Is there a pattern evident in the successional order of habitat types recolonized by certain diurnal raptor species within the last twenty years along urban/rural gradients in Washington, Oregon, and California? This is the question I hope explore throughout this course. I have yet to finalize which raptor species I will include in this analysis, but I will likely use observations of red-tailed hawks, merlins, American kestrels, and northern harriers. This analysis will be automated with a Python script so the number of species I choose to include is not critical at this stage of the research.

To answer this question, I will use citizen science bird observations and land cover data. The bird observations will come from the eBird database, an online citizen science monitoring and reporting system. For each eBird observation, an observer submits the species, the geographic location, and the date/time. These data exist at a range of spatial scales from several meters to several kilometers. Because I will analyze habitat colonization at the patch scale, I have already written Python code to select observations where lat/long is reported at or above a specified precision. The extent of these data stretches beyond the continental US. Temporally, eBird data are reported with a timestamp specified to the minute, however, my analysis will only require resolution to the month. I will use data from 1995 to 2014. Data exist for observations before 1995, but they are much more sparse.

The land cover data I will use is derived from LandTrendr, a series of algorithms for extracting land cover change information from Landsat time series imagery. For this project, I will use only land cover data from Washington, Oregon, and California as these data already exist. Land cover data for other parts of the country would need to be processed, a time-consuming endeavor that is unnecessary for the purposes of this class. Land cover data for Washington, Oregon, and California exist for all years from 1995 to 2014.

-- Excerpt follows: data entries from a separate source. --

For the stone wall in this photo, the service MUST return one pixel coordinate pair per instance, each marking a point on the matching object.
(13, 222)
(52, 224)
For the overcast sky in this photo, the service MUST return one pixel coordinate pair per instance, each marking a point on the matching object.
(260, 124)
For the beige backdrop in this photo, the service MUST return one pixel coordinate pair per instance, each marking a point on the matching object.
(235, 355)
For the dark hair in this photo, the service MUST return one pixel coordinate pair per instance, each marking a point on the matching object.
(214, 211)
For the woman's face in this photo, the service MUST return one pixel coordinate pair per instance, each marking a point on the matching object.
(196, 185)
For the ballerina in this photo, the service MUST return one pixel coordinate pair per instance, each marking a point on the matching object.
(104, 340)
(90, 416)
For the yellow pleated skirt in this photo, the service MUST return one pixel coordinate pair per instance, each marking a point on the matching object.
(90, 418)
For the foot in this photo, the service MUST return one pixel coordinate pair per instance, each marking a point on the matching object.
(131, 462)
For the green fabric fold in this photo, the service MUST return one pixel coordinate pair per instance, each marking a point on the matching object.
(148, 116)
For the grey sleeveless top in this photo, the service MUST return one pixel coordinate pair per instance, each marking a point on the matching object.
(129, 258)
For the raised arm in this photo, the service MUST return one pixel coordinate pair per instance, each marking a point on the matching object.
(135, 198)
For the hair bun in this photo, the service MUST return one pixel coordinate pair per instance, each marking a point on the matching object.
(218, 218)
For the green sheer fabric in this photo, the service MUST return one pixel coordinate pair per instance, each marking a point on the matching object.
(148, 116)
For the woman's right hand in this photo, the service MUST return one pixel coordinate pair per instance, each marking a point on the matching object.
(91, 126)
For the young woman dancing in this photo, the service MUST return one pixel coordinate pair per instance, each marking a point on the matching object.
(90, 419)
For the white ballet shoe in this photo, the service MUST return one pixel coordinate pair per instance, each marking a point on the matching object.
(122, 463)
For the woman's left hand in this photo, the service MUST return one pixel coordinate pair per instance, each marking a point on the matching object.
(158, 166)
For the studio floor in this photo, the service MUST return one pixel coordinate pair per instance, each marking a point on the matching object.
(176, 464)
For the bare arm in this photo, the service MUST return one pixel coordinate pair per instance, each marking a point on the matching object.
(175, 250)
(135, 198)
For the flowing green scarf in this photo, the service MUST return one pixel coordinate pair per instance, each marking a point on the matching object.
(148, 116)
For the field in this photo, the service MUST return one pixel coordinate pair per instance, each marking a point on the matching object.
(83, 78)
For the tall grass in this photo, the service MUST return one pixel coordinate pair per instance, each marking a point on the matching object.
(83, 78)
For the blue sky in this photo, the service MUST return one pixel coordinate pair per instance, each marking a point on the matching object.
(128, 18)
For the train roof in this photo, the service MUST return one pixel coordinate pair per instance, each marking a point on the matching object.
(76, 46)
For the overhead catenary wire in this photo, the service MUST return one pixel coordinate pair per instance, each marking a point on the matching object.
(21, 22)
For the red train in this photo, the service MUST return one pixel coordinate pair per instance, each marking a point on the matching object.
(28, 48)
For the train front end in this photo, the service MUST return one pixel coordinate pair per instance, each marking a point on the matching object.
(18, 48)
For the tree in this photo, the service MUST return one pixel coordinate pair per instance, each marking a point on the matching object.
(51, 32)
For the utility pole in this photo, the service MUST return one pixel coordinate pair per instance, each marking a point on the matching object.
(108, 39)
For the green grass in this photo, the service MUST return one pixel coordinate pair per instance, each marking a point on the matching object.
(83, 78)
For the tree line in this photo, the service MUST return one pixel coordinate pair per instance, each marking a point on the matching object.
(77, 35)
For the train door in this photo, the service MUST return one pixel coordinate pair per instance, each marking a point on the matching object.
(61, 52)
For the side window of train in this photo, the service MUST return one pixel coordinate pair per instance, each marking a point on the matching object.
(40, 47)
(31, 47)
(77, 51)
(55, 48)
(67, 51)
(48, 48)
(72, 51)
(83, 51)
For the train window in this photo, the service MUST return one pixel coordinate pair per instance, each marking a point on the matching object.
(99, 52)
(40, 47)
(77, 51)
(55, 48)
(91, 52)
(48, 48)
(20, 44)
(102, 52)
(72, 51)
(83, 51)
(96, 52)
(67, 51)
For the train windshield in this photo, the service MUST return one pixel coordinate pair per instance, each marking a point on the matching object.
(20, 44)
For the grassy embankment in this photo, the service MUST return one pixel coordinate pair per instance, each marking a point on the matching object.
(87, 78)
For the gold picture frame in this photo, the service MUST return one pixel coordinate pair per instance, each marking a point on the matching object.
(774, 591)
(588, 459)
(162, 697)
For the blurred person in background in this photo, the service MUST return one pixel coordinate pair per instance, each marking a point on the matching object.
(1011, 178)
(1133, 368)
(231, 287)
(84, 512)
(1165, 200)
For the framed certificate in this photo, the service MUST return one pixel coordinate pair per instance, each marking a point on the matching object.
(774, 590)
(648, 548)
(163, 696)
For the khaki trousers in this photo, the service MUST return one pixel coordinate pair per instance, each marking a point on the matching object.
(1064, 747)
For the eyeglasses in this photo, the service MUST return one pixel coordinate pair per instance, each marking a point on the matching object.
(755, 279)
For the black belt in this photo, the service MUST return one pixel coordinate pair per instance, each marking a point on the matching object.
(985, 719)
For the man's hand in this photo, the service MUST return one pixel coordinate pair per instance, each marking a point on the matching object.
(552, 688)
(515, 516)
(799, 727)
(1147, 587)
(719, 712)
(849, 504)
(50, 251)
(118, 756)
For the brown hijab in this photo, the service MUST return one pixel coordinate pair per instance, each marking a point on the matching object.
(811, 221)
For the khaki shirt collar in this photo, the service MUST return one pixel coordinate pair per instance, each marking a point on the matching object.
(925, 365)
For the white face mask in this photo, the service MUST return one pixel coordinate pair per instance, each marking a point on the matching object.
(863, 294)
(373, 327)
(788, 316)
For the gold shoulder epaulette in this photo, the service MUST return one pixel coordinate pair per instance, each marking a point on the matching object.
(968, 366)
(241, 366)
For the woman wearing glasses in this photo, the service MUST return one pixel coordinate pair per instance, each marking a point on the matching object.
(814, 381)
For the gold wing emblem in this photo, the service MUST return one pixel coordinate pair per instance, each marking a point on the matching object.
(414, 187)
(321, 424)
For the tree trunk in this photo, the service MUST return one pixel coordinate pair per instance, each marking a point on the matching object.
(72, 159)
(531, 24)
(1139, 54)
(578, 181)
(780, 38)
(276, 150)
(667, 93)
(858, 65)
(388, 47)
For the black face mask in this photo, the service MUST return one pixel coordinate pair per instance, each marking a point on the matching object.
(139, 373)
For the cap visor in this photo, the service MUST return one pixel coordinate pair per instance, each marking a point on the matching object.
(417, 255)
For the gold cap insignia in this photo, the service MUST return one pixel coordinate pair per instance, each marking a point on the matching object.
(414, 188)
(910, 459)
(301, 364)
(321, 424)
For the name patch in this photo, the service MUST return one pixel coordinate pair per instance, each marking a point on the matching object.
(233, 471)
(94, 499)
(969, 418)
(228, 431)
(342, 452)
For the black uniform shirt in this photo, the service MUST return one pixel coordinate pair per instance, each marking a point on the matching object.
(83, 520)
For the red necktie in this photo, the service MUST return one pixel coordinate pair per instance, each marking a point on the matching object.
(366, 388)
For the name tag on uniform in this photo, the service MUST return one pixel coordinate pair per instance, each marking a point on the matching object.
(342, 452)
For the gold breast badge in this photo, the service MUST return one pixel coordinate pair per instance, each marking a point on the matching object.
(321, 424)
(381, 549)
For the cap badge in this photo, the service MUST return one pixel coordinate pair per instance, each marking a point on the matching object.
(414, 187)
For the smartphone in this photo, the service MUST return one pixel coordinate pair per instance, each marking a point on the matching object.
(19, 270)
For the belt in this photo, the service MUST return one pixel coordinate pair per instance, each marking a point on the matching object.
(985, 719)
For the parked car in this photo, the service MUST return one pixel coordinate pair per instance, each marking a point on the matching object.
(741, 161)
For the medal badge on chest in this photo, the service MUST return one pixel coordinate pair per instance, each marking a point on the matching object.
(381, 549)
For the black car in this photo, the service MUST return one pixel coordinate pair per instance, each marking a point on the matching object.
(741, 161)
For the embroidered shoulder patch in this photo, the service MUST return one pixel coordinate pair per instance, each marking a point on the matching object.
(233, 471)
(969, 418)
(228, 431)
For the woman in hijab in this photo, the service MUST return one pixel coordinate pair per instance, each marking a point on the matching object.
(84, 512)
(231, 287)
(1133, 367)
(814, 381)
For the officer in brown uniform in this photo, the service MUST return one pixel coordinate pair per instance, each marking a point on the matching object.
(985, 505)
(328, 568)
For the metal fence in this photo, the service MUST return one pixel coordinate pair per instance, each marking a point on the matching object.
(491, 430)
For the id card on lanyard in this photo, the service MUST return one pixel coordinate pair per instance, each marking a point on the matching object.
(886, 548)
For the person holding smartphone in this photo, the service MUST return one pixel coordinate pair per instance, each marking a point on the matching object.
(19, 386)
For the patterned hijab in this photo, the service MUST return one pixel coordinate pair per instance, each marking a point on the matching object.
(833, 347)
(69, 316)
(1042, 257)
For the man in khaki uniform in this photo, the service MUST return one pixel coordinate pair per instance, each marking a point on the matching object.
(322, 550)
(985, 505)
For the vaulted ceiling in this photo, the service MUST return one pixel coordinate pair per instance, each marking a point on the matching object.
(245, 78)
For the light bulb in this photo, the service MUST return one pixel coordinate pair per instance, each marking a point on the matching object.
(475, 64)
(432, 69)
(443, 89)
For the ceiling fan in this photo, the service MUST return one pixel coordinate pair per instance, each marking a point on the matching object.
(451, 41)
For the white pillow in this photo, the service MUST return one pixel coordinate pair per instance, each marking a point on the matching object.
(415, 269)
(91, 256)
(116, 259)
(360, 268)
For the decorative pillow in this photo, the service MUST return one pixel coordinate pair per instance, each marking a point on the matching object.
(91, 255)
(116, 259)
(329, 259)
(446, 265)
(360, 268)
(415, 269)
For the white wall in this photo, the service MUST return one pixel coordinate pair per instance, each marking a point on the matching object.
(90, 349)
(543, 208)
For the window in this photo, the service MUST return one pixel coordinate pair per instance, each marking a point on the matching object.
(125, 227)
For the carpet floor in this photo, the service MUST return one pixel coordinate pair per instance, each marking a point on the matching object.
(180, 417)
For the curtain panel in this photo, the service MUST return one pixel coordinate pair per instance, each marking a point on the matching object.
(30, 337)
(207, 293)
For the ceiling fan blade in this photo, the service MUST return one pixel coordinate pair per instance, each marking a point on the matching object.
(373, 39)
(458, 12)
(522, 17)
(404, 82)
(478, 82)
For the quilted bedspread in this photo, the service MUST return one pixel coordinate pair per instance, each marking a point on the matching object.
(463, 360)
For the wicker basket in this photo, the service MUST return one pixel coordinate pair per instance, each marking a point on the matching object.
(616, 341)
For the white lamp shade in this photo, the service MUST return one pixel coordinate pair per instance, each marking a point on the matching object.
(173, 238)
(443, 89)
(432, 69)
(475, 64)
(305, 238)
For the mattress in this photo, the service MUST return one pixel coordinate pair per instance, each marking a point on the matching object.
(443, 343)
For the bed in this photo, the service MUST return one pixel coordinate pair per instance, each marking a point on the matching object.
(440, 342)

From this research, I expect to see two general patterns: 1) species prevalence for each selected species will increase inside highly developed patches from the beginning of the study period to the end, and 2) a successional order of colonized habitat types will be present for each species. A number of longitudinal studies have documented urban re-colonization by various diurnal raptor species. These re-colonization events may follow successional patterns. This process can be understood in the following way: when an urban area is first developed, existing raptor species likely retreat to remaining high quality habitat. As this high quality habitat reaches carrying capacity, pioneering individuals must find marginal habitat that still suits their ecological needs. This same process of demographic saturation is repeated, likely resulting in a successional pattern, as more marginal habitat is re-colonized.

From my limited knowledge of spatial statistics, it seems that a geographically weighted regression or ordinary least squares would be appropriate to tease out such patterns. eBird data are also notorious for spatial biases where observations are more numerous near easily accessible places (e.g. roads, trails, etc.) Perhaps a spatial autocorrelation analysis may work to assess the accuracy of successional pattern analysis results. To perform these analyses, I am proficient with ArcInfo, ModelBuilder, and Python. However, I don’t have any experience with R.

Within the last several decades, urbanization has rapidly altered available habitat for diurnal raptor species, leading to changes in geographic distribution. Greater understanding of urban raptor habitat selection may lead to more effective conservation. To date, however, data on urbanization patterns and species response are not available at the spatial and temporal scales needed to build this understanding. Answering the above research question will hopefully shed light on the effects of development on raptor distributions and aid city planners and conservationists in building more ecologically habitable cities.